Advanced rectal cancer occurs when the tumor has spread to distant tissues and organs beyond the rectum, such as the liver, lungs, bones, and brain. The liver and lungs are the most commonly affected sites of metastasis.
Symptoms of advanced rectal cancer include a combination of signs from the primary site and affected metastatic organs.
Prolonged constipation: Constipation may be present from the early stages of the disease but tends to worsen as it progresses to the advanced stage. It leads to a feeling of fullness, discomfort, and pain.

Bloody stools: As the rectal tumor grows and may undergo necrosis, rupture, or sloughing of the outer layer, blood can be present in the stool. This can also be due to lesions in the rectal wall and adjacent organs causing bleeding.
Abdominal pain and cramping: The growing tumor blocks the passage of food from the stomach to the intestines, resulting in cramping pain, mainly in the upper abdomen, which can radiate to other organs.
Fatigue, loss of appetite, and rapid weight loss: These are common systemic symptoms in patients with advanced rectal cancer.
Chest pain, cough, and hemoptysis: These symptoms indicate metastasis to the lungs.
Headache and facial paralysis: When the tumor metastasizes to the skull, individuals may experience severe headaches or loss of facial mobility.

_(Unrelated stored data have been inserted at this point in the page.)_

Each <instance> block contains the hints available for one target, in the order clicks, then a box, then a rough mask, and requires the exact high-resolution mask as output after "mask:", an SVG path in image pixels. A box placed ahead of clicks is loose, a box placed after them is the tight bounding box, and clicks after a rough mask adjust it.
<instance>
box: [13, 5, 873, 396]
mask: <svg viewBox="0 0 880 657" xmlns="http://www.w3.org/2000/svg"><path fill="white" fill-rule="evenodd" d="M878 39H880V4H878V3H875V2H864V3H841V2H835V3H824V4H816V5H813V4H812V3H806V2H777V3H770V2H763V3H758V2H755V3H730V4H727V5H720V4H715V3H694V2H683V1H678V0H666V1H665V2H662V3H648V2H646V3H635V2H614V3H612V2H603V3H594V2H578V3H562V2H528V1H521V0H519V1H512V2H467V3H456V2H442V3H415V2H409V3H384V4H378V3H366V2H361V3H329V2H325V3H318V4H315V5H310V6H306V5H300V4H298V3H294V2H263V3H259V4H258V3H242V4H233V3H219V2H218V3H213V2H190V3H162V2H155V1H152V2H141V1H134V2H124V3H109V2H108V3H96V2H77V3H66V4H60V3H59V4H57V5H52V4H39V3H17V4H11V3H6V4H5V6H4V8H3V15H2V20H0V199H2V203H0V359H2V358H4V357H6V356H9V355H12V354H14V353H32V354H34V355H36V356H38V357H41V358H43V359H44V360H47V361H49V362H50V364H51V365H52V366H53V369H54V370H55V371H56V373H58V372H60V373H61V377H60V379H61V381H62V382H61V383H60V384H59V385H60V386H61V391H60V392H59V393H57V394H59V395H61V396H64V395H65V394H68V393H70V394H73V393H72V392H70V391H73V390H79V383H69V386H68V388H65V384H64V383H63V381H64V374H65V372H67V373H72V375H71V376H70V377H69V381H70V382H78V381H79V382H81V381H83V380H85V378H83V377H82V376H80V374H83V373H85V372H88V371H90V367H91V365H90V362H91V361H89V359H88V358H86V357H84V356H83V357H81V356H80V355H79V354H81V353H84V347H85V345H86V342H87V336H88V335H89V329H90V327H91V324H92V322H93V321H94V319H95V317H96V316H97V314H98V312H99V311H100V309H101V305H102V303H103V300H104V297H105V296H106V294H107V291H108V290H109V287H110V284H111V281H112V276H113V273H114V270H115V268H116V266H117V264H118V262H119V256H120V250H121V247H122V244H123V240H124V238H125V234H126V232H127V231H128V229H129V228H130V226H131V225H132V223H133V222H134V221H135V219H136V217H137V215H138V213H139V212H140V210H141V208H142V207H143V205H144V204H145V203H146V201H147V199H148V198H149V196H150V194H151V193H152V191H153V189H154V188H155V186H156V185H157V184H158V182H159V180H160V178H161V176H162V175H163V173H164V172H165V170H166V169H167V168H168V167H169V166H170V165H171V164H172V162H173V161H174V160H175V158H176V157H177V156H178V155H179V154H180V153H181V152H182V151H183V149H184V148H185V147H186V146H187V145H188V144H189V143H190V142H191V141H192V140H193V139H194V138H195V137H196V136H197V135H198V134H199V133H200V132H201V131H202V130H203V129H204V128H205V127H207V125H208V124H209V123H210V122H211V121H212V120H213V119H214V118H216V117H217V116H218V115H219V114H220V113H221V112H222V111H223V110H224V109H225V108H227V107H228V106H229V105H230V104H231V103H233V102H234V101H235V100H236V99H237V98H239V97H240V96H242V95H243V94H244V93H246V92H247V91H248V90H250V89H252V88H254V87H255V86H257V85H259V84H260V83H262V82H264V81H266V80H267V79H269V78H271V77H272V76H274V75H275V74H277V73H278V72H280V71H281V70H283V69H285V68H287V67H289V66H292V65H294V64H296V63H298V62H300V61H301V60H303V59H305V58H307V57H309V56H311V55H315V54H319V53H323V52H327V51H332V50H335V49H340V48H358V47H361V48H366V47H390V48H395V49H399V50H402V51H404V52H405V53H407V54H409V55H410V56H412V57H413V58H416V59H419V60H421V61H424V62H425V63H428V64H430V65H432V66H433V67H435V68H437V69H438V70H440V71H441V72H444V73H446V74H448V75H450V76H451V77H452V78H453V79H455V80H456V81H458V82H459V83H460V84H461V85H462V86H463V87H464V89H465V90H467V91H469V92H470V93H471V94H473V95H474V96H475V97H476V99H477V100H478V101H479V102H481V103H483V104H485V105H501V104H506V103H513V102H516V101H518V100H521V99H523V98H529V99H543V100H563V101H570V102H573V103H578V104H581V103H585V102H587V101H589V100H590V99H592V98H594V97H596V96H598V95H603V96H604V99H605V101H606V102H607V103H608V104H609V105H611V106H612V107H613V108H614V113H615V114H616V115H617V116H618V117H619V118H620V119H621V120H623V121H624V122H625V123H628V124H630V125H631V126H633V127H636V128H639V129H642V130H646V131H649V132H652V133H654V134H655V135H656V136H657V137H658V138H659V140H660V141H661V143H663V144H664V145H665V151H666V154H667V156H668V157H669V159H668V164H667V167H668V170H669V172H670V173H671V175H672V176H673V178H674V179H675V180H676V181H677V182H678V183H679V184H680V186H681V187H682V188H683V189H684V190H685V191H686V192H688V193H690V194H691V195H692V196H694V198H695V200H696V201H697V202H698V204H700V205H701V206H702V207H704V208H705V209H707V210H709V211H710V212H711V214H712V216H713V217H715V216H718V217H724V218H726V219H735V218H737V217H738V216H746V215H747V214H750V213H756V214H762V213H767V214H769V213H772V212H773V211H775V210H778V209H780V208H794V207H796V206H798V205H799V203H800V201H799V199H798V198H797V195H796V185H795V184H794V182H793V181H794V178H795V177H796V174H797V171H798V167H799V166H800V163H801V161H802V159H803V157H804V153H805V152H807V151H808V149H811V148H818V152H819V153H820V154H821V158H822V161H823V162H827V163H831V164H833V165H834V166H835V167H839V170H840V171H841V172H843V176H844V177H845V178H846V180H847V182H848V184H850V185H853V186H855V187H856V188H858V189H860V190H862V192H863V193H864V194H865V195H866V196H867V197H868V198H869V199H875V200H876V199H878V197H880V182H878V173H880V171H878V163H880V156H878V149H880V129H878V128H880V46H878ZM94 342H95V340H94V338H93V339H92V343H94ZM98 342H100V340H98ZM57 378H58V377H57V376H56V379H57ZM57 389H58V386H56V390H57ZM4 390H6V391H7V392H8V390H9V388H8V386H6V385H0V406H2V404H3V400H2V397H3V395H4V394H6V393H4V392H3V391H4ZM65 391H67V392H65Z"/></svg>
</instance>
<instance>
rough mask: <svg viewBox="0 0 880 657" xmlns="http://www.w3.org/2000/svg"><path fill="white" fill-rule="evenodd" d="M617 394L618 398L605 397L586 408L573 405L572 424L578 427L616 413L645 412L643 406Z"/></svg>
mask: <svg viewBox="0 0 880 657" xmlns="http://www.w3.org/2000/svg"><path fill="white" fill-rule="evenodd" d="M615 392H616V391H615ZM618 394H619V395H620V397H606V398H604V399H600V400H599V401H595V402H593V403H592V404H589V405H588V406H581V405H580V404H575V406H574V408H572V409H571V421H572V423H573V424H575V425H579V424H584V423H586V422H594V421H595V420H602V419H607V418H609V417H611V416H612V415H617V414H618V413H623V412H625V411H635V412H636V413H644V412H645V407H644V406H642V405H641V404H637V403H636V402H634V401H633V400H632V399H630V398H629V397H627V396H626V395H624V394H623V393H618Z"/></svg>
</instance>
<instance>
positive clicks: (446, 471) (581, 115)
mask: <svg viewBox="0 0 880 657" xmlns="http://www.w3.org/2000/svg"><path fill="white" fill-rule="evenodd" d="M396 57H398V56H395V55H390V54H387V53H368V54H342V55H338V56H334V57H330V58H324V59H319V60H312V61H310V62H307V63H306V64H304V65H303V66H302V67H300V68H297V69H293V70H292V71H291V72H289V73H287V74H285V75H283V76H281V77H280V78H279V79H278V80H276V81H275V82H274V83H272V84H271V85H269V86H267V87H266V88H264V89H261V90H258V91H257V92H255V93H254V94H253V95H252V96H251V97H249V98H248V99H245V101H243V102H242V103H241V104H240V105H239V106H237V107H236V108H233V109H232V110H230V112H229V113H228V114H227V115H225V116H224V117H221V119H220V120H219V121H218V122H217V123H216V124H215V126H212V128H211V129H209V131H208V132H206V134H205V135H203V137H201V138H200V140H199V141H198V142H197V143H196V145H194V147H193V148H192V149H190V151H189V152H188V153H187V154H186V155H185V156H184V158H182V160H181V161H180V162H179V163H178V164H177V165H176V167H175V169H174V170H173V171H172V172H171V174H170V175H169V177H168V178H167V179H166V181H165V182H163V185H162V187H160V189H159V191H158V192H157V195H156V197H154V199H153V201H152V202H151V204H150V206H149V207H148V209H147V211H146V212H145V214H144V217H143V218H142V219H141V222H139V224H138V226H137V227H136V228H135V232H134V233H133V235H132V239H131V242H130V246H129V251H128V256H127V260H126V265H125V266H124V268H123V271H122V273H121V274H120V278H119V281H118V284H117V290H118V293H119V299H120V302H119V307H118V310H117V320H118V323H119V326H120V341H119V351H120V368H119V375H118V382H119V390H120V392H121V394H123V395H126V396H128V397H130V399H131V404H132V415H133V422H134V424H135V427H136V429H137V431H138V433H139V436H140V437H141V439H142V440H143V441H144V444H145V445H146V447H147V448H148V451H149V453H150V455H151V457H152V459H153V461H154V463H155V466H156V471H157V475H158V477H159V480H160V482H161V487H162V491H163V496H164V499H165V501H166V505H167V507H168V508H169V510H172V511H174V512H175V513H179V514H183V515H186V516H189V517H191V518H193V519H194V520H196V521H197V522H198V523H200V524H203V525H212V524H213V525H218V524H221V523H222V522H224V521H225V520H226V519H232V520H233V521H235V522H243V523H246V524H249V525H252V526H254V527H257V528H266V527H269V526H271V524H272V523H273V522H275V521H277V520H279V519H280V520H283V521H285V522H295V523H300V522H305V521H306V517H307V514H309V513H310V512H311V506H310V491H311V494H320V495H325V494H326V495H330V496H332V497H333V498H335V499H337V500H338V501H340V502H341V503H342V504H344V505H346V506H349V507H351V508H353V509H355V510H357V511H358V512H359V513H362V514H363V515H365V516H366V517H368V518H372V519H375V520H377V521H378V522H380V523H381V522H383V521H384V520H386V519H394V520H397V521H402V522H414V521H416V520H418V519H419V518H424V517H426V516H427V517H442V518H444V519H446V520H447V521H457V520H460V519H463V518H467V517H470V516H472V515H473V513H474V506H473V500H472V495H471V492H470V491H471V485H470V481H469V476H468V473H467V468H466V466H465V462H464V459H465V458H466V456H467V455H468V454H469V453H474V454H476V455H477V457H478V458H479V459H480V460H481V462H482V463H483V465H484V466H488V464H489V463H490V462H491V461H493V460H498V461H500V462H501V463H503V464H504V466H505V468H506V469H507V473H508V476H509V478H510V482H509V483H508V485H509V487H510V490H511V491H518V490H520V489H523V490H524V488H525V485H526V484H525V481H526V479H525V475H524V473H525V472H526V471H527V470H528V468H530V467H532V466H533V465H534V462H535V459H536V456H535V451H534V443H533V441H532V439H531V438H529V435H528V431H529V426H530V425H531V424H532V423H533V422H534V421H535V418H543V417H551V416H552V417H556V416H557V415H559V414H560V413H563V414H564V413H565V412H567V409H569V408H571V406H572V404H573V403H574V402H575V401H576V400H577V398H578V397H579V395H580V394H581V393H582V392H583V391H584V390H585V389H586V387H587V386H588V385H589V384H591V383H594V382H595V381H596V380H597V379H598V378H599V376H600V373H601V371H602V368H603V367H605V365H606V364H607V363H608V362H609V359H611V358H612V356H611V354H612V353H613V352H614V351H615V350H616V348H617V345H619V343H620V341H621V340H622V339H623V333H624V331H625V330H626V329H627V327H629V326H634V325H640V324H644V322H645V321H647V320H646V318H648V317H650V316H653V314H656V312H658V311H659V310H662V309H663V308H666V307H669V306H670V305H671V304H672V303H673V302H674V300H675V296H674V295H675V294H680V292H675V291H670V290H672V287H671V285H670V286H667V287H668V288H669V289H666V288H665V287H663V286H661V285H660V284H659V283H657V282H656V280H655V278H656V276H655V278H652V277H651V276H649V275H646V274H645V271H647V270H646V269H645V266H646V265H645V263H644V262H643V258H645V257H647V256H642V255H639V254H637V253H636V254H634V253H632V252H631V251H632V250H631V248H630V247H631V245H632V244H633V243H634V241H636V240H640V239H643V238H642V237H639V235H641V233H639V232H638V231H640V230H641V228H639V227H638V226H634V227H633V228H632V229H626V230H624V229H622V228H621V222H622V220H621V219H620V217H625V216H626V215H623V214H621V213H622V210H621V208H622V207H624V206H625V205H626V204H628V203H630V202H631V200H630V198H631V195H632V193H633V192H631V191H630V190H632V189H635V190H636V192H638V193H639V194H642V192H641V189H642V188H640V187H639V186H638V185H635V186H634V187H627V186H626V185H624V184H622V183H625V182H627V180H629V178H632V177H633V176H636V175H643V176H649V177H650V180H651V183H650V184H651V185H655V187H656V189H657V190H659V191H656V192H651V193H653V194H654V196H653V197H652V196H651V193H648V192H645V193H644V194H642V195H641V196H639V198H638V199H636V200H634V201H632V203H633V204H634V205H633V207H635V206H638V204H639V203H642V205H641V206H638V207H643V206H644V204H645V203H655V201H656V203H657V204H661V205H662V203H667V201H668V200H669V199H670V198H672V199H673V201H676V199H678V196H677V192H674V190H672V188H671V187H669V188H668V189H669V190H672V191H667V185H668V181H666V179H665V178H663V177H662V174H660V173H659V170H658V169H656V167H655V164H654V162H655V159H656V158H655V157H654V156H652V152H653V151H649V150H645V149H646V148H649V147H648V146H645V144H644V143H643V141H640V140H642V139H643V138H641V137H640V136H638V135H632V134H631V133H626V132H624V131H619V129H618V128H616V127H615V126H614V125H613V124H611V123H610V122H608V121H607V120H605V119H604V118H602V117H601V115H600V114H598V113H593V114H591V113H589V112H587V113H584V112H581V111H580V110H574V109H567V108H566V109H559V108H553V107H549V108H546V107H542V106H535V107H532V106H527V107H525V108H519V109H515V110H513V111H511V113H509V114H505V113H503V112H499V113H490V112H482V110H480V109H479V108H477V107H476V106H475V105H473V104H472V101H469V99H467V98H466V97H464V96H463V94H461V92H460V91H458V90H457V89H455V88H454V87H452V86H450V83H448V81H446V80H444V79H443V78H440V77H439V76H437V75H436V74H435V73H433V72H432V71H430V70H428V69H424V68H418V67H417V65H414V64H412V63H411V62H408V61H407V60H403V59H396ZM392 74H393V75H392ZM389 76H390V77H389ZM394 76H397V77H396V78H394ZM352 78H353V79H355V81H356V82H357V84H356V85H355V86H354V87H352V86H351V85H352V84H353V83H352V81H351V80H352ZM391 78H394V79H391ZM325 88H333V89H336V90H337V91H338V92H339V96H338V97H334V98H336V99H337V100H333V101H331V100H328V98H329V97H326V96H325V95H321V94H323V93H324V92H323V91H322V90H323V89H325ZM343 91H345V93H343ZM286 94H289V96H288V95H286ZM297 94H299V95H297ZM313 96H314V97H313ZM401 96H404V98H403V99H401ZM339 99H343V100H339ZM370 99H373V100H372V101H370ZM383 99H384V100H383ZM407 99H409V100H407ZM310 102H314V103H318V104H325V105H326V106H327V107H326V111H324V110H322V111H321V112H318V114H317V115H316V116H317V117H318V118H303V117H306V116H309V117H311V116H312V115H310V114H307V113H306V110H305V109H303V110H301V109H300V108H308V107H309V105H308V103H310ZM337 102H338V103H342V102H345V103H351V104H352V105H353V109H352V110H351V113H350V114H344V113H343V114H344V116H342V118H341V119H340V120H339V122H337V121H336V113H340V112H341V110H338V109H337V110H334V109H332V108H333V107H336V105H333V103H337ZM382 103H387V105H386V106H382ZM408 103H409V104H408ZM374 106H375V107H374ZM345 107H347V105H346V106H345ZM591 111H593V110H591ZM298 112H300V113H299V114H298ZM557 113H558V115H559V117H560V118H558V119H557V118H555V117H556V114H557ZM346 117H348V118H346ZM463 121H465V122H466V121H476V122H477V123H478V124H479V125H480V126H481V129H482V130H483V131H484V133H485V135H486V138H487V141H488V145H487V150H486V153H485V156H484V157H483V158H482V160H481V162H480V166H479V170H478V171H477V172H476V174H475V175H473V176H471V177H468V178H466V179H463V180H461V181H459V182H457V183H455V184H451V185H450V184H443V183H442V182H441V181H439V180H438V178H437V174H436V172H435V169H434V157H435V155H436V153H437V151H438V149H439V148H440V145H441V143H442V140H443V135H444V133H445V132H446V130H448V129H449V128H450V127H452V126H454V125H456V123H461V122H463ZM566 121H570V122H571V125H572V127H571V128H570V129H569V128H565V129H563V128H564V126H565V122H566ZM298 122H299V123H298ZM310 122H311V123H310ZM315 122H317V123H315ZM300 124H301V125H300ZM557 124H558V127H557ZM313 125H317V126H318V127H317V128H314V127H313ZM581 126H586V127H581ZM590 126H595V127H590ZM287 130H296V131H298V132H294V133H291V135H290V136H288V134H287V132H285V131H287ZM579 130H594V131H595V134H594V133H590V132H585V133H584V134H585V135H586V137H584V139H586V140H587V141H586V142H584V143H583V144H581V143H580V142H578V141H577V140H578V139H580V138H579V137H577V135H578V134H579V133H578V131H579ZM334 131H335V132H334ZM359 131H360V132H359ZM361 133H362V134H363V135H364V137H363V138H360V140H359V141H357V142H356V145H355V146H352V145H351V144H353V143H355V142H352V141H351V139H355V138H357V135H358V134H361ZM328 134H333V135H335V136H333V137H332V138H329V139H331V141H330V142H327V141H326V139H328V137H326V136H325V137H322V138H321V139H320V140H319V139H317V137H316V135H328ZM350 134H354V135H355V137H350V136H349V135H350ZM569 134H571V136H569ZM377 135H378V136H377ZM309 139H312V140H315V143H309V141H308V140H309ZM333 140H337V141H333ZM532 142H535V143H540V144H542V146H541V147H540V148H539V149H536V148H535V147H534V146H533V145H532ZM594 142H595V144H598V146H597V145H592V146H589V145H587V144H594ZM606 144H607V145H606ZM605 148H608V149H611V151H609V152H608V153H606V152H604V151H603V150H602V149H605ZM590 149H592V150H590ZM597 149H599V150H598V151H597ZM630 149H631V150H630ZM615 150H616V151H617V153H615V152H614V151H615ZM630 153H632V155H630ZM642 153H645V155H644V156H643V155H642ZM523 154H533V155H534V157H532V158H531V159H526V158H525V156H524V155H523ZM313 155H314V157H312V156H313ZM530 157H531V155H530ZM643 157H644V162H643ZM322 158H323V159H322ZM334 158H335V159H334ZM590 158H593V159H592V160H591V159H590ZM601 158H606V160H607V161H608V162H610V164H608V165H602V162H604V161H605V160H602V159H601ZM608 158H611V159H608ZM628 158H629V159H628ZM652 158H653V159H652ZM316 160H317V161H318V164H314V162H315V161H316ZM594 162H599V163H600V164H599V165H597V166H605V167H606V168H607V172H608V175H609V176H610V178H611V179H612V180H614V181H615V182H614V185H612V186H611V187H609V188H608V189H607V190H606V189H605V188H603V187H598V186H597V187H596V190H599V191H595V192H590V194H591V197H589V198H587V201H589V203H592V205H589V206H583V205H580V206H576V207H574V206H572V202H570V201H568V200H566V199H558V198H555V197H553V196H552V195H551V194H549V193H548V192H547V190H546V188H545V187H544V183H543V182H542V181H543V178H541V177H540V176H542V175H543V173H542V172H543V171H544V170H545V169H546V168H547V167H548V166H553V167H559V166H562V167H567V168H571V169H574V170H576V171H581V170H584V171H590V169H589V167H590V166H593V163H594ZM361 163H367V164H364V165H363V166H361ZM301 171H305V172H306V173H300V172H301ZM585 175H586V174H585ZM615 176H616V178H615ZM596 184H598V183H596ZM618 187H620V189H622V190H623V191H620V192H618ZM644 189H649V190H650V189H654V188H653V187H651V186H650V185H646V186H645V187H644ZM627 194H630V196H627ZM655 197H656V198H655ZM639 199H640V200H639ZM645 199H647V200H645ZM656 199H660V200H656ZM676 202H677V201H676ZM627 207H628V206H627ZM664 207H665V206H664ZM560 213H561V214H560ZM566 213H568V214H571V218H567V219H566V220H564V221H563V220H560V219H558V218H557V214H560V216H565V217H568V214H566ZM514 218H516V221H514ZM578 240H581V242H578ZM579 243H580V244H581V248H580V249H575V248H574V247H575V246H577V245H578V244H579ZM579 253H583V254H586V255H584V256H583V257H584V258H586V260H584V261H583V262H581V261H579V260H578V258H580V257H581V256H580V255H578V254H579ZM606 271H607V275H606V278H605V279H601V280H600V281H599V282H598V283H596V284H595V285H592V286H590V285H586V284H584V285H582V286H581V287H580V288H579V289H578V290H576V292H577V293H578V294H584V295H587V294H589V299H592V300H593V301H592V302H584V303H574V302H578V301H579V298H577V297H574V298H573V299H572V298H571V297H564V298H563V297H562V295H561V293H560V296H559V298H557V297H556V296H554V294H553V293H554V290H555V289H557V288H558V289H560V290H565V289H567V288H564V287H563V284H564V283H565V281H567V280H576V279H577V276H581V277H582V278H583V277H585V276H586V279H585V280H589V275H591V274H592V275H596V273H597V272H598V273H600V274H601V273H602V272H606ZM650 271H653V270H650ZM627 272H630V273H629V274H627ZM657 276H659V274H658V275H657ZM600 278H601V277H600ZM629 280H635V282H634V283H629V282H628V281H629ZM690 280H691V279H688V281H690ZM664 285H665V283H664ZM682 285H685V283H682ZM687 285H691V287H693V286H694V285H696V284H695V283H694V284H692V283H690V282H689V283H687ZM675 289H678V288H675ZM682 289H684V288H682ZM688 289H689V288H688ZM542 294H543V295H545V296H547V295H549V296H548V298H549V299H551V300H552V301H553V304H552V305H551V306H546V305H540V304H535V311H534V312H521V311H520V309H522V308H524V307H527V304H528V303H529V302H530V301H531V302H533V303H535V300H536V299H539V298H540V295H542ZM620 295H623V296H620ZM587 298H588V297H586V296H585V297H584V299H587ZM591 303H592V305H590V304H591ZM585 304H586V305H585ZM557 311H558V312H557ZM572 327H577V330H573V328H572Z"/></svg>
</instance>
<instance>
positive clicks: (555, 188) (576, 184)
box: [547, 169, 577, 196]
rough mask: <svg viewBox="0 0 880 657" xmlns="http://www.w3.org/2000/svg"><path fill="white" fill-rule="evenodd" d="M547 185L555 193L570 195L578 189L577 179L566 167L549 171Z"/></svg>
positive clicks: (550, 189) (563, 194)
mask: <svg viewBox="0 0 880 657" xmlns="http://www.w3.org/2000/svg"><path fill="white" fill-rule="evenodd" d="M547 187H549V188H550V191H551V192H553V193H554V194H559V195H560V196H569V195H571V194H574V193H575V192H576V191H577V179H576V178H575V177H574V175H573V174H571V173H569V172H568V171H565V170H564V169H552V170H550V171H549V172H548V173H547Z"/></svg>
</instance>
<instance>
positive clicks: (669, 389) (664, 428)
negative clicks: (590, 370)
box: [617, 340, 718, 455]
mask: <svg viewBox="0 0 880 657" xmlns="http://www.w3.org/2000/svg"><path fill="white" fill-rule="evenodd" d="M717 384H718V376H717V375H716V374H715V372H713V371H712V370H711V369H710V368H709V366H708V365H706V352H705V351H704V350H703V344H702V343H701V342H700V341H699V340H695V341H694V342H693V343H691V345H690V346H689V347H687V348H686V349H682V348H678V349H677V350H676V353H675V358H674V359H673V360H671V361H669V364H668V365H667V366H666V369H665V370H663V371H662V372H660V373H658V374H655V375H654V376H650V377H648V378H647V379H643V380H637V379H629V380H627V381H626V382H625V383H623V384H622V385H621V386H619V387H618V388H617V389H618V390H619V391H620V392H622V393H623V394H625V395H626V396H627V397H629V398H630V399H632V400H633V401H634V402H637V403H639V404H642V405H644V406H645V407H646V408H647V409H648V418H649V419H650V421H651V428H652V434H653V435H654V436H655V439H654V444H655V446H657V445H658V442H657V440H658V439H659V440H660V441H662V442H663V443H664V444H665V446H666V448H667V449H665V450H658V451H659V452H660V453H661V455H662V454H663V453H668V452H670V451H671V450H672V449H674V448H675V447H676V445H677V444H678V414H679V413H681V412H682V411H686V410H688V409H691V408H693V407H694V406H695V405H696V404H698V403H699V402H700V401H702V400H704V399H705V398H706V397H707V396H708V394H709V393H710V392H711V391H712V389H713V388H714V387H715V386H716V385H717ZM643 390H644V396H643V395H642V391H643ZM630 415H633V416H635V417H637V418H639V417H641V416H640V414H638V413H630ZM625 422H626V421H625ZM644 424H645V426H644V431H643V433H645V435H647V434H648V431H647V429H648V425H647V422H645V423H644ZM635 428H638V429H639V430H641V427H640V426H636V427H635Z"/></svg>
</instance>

Bone pain, muscle pain, and increased fracture risk: These are common signs when the cancer has metastasized to the bones.
In stage IV rectal cancer, the primary treatment goals are palliation of symptoms, improving quality of life, and prolonging survival. The prognosis for patients with rectal cancer at this stage is poor, with a survival rate of approximately 12-13%.
Treatment options in this stage typically include chemotherapy, radiotherapy, and surgery. If the patient’s health permits, surgery may be performed to remove the tumors (both primary and metastatic).
If the metastatic tumors are too large or numerous to be removed safely, chemotherapy may be administered first to shrink the tumors. Once they have reduced in size, surgery is performed for tumor resection. Chemotherapy may also be continued post-surgery to eradicate any remaining cancer cells. For tumors in the liver, alternative options may include resection or other interventional procedures to destroy the tumors.